Closed aleaverfay closed 1 year ago
Patch coverage: 100.00
% and no project coverage change.
Comparison is base (
1ebf577
) 95.18% compared to head (931e73b
) 95.18%.
:umbrella: View full report in Codecov by Sentry.
:loudspeaker: Do you have feedback about the report comment? Let us know in this issue.

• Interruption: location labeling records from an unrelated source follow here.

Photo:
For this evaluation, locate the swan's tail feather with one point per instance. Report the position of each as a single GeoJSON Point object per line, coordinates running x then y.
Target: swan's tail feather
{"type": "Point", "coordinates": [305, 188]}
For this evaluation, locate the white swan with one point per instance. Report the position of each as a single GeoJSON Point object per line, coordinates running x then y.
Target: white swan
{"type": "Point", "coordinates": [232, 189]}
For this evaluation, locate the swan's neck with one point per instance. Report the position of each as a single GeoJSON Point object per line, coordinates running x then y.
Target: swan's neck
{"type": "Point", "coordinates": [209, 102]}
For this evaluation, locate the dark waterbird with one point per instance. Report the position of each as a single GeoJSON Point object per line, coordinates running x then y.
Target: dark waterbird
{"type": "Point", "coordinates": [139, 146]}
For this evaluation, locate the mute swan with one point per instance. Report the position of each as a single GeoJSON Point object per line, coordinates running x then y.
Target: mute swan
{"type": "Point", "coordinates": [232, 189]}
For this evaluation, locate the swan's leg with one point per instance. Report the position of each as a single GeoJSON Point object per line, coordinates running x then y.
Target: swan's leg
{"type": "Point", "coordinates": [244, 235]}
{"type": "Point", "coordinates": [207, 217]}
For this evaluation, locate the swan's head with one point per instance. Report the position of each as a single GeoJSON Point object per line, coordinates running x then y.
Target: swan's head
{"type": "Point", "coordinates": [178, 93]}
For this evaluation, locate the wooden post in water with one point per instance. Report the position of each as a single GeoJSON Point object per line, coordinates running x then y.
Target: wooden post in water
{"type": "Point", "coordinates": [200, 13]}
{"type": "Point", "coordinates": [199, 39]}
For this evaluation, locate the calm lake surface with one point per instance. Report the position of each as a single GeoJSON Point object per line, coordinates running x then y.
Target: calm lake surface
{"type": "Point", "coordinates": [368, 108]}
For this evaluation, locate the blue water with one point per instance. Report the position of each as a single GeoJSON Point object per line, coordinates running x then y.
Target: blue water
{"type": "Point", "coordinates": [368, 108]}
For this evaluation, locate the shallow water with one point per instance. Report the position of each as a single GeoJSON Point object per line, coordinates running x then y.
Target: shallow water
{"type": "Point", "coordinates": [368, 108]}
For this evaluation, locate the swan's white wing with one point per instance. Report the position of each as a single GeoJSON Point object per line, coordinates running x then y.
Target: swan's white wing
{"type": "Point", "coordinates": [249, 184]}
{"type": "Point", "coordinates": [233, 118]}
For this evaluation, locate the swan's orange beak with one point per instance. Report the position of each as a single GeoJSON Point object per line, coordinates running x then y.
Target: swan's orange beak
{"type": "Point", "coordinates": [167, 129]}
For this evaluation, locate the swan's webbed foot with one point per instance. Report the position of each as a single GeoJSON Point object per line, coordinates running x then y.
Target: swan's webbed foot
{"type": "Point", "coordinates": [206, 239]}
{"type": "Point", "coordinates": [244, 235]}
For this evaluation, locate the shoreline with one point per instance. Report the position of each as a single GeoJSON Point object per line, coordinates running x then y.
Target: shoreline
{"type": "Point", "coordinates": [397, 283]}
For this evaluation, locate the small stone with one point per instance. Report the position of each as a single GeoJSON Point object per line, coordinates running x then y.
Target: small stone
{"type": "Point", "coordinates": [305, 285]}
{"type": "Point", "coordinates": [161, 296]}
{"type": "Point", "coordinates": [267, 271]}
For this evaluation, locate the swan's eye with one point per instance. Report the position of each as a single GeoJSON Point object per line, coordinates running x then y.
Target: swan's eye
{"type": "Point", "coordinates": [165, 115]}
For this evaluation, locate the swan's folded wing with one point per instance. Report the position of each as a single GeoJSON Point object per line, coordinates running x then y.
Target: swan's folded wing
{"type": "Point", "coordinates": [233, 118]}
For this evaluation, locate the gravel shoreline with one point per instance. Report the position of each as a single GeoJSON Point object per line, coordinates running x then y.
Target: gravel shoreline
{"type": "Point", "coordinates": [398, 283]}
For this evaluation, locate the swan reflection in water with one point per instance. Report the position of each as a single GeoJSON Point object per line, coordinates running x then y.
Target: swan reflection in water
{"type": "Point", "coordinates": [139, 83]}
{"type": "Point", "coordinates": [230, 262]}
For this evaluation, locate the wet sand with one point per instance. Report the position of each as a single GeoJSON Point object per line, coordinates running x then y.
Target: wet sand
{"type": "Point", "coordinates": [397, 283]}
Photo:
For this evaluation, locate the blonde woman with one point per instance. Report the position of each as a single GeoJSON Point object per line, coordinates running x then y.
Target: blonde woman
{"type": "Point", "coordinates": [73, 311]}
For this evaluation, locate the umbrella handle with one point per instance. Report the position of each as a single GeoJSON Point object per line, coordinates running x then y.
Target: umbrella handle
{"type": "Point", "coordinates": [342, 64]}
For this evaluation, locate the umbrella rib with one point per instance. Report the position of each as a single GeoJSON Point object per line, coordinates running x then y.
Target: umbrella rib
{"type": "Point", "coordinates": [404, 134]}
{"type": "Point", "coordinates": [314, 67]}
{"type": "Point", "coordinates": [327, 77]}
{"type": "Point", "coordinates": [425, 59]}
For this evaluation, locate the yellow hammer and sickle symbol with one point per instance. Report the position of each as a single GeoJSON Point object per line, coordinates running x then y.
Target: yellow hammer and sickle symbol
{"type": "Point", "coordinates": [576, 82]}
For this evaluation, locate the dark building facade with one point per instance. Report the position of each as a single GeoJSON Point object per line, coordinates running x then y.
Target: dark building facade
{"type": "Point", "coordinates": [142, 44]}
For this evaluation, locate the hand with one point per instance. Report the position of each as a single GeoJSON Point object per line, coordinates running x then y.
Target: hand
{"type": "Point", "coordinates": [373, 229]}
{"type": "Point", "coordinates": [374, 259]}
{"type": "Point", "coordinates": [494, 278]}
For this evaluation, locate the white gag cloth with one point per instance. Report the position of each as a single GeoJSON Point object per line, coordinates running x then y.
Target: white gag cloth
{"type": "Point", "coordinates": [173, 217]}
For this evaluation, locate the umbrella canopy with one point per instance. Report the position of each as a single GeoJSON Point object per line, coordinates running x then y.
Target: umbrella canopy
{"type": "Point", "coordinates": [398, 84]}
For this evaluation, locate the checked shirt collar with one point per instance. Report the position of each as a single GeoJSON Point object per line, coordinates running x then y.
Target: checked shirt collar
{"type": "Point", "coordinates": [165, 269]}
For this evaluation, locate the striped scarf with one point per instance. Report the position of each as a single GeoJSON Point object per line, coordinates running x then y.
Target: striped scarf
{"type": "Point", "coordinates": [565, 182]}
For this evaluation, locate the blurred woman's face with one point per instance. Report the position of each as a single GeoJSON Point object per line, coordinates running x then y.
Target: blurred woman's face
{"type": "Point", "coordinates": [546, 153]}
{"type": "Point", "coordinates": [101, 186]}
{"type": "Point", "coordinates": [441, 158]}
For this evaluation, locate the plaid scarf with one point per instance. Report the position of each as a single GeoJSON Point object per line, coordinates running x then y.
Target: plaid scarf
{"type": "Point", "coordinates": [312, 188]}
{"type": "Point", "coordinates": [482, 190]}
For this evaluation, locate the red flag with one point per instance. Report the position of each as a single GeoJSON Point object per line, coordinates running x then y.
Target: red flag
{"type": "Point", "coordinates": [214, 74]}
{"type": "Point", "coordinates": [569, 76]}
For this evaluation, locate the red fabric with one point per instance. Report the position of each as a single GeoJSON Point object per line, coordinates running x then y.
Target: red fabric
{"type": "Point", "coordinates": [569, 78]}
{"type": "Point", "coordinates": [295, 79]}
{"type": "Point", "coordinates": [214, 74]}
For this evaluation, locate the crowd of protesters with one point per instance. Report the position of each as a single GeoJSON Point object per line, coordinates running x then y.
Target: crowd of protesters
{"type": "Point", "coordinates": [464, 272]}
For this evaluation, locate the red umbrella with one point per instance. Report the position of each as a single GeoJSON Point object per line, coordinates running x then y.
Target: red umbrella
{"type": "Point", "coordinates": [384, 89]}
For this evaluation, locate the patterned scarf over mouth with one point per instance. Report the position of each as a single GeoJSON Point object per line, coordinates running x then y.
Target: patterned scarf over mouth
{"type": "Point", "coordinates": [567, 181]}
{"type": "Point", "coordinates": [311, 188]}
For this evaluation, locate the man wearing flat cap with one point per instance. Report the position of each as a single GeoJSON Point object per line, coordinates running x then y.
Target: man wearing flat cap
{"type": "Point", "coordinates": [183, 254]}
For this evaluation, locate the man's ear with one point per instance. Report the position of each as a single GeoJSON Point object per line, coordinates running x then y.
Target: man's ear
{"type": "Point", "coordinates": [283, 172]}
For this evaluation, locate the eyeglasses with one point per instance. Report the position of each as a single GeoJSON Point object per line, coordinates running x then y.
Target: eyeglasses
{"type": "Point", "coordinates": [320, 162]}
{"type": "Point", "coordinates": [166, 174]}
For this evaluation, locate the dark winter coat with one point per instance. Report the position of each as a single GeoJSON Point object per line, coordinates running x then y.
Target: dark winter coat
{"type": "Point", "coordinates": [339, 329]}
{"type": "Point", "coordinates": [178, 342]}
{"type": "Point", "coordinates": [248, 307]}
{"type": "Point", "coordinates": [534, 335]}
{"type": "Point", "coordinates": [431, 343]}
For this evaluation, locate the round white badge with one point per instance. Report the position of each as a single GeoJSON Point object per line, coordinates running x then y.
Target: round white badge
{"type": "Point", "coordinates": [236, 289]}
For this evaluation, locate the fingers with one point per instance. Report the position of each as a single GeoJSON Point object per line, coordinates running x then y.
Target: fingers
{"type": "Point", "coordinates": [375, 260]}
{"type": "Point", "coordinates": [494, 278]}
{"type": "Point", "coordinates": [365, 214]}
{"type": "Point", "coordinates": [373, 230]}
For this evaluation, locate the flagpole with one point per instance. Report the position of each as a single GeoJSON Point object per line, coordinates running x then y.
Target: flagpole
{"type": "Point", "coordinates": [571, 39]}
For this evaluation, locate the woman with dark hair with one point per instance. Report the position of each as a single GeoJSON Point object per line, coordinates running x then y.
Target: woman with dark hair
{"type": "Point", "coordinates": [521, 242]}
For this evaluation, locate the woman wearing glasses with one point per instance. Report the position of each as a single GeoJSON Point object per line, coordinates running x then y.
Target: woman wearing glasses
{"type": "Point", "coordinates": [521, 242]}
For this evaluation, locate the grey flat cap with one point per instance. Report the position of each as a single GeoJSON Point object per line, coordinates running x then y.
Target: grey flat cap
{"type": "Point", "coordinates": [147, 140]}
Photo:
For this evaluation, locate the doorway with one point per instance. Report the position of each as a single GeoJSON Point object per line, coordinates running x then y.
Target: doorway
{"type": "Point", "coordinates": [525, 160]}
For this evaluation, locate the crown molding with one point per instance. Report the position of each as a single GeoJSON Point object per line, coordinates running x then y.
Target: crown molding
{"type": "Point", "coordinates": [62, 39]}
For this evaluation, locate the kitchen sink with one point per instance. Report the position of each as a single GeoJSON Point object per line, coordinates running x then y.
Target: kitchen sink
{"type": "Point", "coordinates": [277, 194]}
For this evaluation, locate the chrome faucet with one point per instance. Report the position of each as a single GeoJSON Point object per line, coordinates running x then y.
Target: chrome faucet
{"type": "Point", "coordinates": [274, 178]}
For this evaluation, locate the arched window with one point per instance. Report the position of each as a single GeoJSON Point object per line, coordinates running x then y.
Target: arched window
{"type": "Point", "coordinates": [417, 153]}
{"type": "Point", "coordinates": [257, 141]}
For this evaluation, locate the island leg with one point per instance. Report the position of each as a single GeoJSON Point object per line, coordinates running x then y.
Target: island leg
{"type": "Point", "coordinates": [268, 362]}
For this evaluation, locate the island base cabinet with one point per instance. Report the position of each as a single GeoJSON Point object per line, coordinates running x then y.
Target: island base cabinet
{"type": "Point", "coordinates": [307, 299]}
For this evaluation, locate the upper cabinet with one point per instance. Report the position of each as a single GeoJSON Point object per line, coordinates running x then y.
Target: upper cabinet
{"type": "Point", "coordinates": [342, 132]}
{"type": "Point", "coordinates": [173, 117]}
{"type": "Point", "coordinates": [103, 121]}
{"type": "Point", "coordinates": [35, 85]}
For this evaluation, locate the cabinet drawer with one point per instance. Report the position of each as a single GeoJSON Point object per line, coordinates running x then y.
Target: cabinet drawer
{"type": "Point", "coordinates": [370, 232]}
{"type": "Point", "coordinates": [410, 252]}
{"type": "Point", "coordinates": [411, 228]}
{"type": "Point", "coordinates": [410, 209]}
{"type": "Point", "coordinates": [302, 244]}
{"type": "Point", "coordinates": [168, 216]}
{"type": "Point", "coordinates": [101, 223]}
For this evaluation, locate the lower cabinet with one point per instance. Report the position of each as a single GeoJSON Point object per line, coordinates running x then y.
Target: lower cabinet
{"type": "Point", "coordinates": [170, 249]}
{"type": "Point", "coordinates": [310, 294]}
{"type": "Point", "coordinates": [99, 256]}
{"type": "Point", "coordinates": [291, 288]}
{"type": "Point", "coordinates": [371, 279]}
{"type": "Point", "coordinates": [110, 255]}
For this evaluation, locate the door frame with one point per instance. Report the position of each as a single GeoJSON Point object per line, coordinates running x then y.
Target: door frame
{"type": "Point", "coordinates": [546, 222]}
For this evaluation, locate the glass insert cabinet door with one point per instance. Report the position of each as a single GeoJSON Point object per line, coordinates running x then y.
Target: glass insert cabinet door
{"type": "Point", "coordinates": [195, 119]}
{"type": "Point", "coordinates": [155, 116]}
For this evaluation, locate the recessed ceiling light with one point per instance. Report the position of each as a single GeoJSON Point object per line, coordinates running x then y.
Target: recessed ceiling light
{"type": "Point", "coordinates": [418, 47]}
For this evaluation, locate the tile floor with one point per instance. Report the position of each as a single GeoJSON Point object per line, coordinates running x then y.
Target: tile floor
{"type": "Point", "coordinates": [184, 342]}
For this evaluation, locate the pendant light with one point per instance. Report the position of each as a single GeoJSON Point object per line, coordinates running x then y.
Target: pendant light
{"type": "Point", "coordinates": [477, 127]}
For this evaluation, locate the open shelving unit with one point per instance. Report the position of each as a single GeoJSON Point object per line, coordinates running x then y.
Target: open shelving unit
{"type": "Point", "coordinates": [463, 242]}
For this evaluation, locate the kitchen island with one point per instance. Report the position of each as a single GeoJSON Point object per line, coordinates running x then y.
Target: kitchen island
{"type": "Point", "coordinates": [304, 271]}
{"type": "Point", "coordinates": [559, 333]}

It occurs to me that the non-zero stride is a necessary but not sufficient condition for well-allocated tensor casts; if the strides do not line up with the size of the object that we're casting to, e.g. if we have a stride of N != 1 for the last dimension of a coordinate tensor, e.g. an [n-pose x max-n-atoms x 3 x 20] coords tensor that we sliced as coords[:, :, :, 7] for the eighth set of coordinates, then when we cast to an Eigen::Matrix<Real, 3, 1>, we will actually read the X coordinates for copy 7, 8, and 9, instead of the X, Y and Z coordinates of the 7th copy. I think we should actually be asserting that the strides are the cumprod(j=0, j< i - 1, size[j]), i.e. that there is a contiguous block of memory that we are casting to
In its backward-pass, torch.sum(t) returns a scalar, t2, which masquerades as a tensor with the same shape as t, except its strides will give it away as not being a real tensor: they will all be 0. But, if t is a tensor of coordinates and we use TCAST to coerce the t2 tensor into a TView<Eigen::Matrix<float, 3, 1>, N, D>, then the fact that dE_dx and dE_dy and dE_dz all have the same address (because a stride of 0 means "ignore the index in the given dimension" and a tensor with only strides of zeros means "ignore all the indices used to look up data, there is only one value") will be LOST and the dE_dy and dE_dz values will be read off the end of the array! Oh no!
To fix this, we can simply look at any consumed dimension as determined by the enable_tensor_view<SomeClass> class and assert that the consumed dimension(s) has (have) a non-zero stride. Any other stride besides zero is fine.